Dilansir dari CNNIndonesia.com – Puan menyebut kebijakan yang tertuang dalam Permenaker) Nomor 2 tahun 2022 tentang Tata Cara dan Persyaratan Pembayaran Manfaat Jaminan Hari Tua itu memang sesuai peruntukan. Namun, menurut Puan, aturan tersebut tidak sensitif pada kondisi masyarakat.
“Kebijakan itu sesuai peruntukan JHT, namun kurang sosialisasi dan tidak sensitif terhadap keadaan masyarakat khususnya para pekerja,” ujarnya.
Menaker Ida Fauziyah merespons kritik bertubi terhadap kebijakannya.

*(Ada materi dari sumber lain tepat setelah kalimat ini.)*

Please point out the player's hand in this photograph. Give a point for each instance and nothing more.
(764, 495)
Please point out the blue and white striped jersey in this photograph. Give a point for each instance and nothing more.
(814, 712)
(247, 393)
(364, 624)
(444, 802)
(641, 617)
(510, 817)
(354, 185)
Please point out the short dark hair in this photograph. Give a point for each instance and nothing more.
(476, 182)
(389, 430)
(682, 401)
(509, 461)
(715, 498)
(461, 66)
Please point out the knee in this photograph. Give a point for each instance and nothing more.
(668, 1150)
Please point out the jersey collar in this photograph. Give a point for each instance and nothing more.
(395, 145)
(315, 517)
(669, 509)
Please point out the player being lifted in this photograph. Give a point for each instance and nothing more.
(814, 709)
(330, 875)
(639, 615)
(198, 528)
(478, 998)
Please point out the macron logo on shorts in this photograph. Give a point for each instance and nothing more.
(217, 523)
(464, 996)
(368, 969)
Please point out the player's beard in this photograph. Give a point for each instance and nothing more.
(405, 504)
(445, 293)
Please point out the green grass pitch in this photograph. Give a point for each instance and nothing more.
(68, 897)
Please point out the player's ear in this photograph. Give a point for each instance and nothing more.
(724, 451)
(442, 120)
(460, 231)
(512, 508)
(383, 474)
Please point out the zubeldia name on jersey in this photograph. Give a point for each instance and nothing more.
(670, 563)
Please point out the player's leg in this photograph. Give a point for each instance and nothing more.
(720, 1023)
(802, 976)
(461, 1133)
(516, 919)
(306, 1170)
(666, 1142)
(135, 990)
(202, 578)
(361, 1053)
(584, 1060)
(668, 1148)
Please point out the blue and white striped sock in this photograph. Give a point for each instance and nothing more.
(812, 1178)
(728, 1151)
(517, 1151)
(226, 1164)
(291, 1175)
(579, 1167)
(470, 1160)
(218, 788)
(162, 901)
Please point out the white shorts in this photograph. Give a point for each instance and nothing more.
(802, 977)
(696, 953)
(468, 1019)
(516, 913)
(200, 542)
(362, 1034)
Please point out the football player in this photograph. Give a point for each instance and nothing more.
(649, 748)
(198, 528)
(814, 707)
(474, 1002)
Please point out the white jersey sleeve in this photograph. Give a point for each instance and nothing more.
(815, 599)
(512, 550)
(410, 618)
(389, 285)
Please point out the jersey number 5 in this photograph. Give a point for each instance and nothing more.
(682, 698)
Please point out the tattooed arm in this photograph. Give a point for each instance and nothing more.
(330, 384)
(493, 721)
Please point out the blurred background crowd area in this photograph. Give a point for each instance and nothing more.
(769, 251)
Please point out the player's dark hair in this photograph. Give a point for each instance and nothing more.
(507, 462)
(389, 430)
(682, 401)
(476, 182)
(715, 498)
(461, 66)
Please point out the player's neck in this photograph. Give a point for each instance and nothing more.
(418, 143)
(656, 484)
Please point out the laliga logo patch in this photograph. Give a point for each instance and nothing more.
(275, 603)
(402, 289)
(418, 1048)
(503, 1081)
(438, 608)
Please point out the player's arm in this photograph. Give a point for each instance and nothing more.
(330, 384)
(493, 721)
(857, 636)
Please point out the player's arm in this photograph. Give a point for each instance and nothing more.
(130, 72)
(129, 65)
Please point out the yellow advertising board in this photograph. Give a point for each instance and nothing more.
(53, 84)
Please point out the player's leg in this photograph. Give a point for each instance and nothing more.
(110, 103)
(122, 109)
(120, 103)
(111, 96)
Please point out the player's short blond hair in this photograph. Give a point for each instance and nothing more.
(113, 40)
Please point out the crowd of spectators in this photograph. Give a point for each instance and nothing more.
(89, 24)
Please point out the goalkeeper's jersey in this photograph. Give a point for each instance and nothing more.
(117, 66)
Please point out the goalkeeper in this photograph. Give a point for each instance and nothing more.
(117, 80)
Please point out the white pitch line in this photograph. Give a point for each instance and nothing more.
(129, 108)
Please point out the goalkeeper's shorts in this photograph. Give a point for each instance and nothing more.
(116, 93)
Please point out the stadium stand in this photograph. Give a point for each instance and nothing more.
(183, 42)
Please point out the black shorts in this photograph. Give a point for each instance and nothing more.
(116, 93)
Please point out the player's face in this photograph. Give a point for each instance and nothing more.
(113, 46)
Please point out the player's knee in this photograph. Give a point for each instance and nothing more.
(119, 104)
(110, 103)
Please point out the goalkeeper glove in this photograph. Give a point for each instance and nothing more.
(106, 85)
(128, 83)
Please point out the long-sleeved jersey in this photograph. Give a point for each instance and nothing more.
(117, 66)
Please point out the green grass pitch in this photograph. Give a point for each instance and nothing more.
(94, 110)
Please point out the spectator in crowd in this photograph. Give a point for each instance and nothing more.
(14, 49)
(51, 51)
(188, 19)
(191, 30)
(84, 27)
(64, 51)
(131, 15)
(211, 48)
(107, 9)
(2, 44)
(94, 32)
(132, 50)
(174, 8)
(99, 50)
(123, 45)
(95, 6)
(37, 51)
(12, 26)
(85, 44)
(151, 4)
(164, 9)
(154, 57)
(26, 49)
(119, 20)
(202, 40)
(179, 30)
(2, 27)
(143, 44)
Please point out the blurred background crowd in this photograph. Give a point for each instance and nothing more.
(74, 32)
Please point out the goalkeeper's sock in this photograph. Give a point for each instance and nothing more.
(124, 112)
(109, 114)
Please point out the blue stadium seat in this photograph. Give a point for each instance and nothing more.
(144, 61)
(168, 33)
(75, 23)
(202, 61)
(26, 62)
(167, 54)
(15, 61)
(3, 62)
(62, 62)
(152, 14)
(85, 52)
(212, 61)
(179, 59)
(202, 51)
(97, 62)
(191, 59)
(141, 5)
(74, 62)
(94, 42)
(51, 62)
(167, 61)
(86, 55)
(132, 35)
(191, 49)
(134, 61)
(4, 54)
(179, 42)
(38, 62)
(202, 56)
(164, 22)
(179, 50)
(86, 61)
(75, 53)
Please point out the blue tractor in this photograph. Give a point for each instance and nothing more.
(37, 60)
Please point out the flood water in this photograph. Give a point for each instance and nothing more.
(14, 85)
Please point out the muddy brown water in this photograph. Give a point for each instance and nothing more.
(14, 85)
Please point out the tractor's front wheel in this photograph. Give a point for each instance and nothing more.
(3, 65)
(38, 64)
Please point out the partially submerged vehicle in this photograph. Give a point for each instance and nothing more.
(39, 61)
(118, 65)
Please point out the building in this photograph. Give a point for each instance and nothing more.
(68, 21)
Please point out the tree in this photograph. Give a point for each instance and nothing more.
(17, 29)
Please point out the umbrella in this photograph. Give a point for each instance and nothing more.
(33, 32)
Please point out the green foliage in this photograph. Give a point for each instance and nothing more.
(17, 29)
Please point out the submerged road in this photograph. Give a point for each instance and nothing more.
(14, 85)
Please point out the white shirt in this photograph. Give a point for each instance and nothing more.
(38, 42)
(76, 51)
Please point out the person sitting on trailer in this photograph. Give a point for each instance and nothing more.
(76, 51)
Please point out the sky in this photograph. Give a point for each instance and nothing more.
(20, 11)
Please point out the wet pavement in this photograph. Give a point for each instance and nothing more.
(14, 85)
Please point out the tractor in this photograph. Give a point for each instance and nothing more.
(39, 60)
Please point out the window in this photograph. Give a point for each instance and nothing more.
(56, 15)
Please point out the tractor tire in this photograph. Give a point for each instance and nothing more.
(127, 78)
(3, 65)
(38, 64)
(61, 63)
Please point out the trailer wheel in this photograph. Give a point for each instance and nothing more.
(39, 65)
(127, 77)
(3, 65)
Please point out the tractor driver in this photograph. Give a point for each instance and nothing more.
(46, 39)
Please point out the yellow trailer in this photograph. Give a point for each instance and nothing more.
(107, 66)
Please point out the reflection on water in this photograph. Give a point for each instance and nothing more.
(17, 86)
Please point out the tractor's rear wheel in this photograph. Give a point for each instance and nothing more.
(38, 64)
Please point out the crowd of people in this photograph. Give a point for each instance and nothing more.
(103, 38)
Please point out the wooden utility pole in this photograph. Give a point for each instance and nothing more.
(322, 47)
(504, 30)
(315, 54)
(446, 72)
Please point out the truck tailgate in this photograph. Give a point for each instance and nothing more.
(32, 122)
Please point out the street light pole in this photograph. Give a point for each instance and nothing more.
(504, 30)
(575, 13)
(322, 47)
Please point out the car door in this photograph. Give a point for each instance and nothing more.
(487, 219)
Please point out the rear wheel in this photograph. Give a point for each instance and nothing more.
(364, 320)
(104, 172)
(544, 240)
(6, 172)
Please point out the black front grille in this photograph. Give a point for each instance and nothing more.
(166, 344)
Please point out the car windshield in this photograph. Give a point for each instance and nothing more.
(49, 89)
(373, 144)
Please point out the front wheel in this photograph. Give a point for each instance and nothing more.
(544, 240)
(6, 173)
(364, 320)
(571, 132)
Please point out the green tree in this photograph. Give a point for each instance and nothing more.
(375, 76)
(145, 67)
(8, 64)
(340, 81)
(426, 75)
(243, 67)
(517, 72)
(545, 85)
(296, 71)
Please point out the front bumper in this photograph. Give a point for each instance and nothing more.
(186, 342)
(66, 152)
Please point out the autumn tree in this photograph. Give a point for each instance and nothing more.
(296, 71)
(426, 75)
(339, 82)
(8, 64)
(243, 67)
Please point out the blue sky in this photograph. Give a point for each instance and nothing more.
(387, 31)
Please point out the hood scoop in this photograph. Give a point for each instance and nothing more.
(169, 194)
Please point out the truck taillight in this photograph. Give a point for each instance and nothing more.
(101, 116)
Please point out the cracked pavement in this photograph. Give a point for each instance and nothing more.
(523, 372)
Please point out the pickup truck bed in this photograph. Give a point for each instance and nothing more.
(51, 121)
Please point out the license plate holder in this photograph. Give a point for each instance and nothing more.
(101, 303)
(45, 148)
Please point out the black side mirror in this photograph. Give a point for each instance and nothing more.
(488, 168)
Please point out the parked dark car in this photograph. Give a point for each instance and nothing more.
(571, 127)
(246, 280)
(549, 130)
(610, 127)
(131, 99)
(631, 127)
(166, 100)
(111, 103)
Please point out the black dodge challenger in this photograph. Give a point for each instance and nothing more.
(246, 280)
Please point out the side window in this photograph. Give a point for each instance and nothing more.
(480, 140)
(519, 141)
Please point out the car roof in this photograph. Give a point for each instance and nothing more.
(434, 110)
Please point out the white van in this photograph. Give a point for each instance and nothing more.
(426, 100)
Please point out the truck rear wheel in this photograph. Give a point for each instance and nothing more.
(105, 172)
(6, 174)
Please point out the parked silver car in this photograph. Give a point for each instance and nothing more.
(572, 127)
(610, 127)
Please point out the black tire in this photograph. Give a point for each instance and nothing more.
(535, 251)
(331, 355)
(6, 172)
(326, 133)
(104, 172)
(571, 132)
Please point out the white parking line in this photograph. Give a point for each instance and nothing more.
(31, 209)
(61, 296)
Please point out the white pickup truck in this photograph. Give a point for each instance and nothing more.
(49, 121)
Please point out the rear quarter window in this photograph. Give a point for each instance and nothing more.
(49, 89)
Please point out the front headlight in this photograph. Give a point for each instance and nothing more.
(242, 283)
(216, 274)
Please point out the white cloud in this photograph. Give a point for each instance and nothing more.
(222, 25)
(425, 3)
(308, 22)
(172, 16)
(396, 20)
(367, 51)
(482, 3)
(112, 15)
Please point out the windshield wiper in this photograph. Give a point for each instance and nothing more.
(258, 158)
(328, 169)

Menurut dia, kebijakan tersebut sejalan dengan tujuan JHT, yaitu melindungi peserta saat menginjak masa tua dan tidak lagi produktif. Jika dapat dicairkan saat usia produktif, maka program tak sesuai dengan tujuan perlindungan hari tua.
“Sejak awal program JHT ini dipersiapkan untuk jangka panjang, karena jangka pendek sudah ada. Untuk pekerja mengalami situasi, seperti kecelakaan, cacat permanen, meninggal dunia, ter-PHK, atau pindah ke luar negeri, semua sudah memiliki hak jaminan sosial dengan ketentuan khusus. Apabila manfaat JHT kapan pun bisa dilakukan klaim 100 persen, maka tentu tujuan JHT tak akan tercapai,” jelasnya lewat rilis pada Senin (14/2).